Tuesday, June 4, 2013

1973 - Globo Shell: a mulher brasileira

Jornal do Brasil
Data de Publicação: 1/2/1973
Autor: Valério Andrade
MULHER
O primeira documentário especial da série (73) Globo-Shell - A Mulher Brasileira - não é pior nem melhor do que a média dos filmes produzidos no ano passado.

Com roteiro e direção de Carlos Augusto de Oliveira, cuja tarimba profissional parece ter sido forjada em agência de publicidade, A Mulher Brasileira foi fotografado em cores e teve o seu texto narrado (e bem) pela atriz Dina Sfat.

O grande problema (e perigo) dos filmes desse tipo reside no próprio tema.
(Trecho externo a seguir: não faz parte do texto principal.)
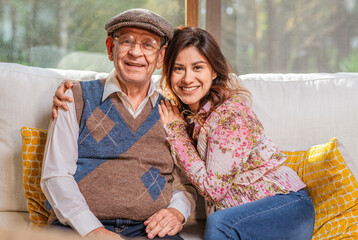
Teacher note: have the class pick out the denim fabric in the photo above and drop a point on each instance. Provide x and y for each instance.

A Sociologia revelou-se matéria nociva na tese cinematográfica levada ao vídeo em outros filmes da série. Existe uma professora ultrapretensiosa, figura obrigatória nos documentários de cunho sociológico, que, em termos de comunicação popular, é um convite ao tédio. Esse tipo de depoimento, via de regra, funciona mais como autopromoção do entrevistado do que como veiculo informativo.

O problema do depoimento de rua ao vivo, uma herança do chamado cinema verdade e, que ia série Globo-Shell levou às últimas conseqüências, depende muito do desembaraço verbal do entrevistado e do que ele diz. Com raríssimas exceções, tais participações tendem a amarrar o filme, pela repetição e a monotonia, ou pela inexpressividade cênica.

Sob esse aspecto, vale ressaltar, como exemplo funcional e de igual efeito cinematográfico, a participação de uma dançarina de espetáculo para homens. Intercalando cenas do striptease durante o depoimento, a direção conseguiu valorizar a parte verbal através da imagem, coroando a seqüência com a justificativa pessoal: "Depois, a gente acostuma."

A seleção musical através de letras que situam o papel da mulher é outro elemento que dá um toque pitoresco ao tema focalizado. E, às vezes, como na melancólica imagem da mulher-retirante, a cantiga escolhida ilustra o quadro, complementa a face da miséria. "Maria das Graças passa sem fazer graça."

No meio das conquistas da última década, da presença da mulher em vários setores da sociedade, é incrível que a libertação individual, através do divórcio, ainda seja proibida. Com autoridade e objetividade, o Senador Nélson Carneiro colocou bem o problema e, numa frase, estabeleceu a diferença, além da órbita jurídica: "O desquite é o divórcio sem esperança".

Do rosto mágico de Greta Garbo, mulher mistério, à figura de Elke Maravilha, mulher exótica, a câmara faz da mulher a sua matéria-prima. Na exaltação, sempre louvável, nunca excessiva, resta a interrogação final: e não seria Deus uma mulher?".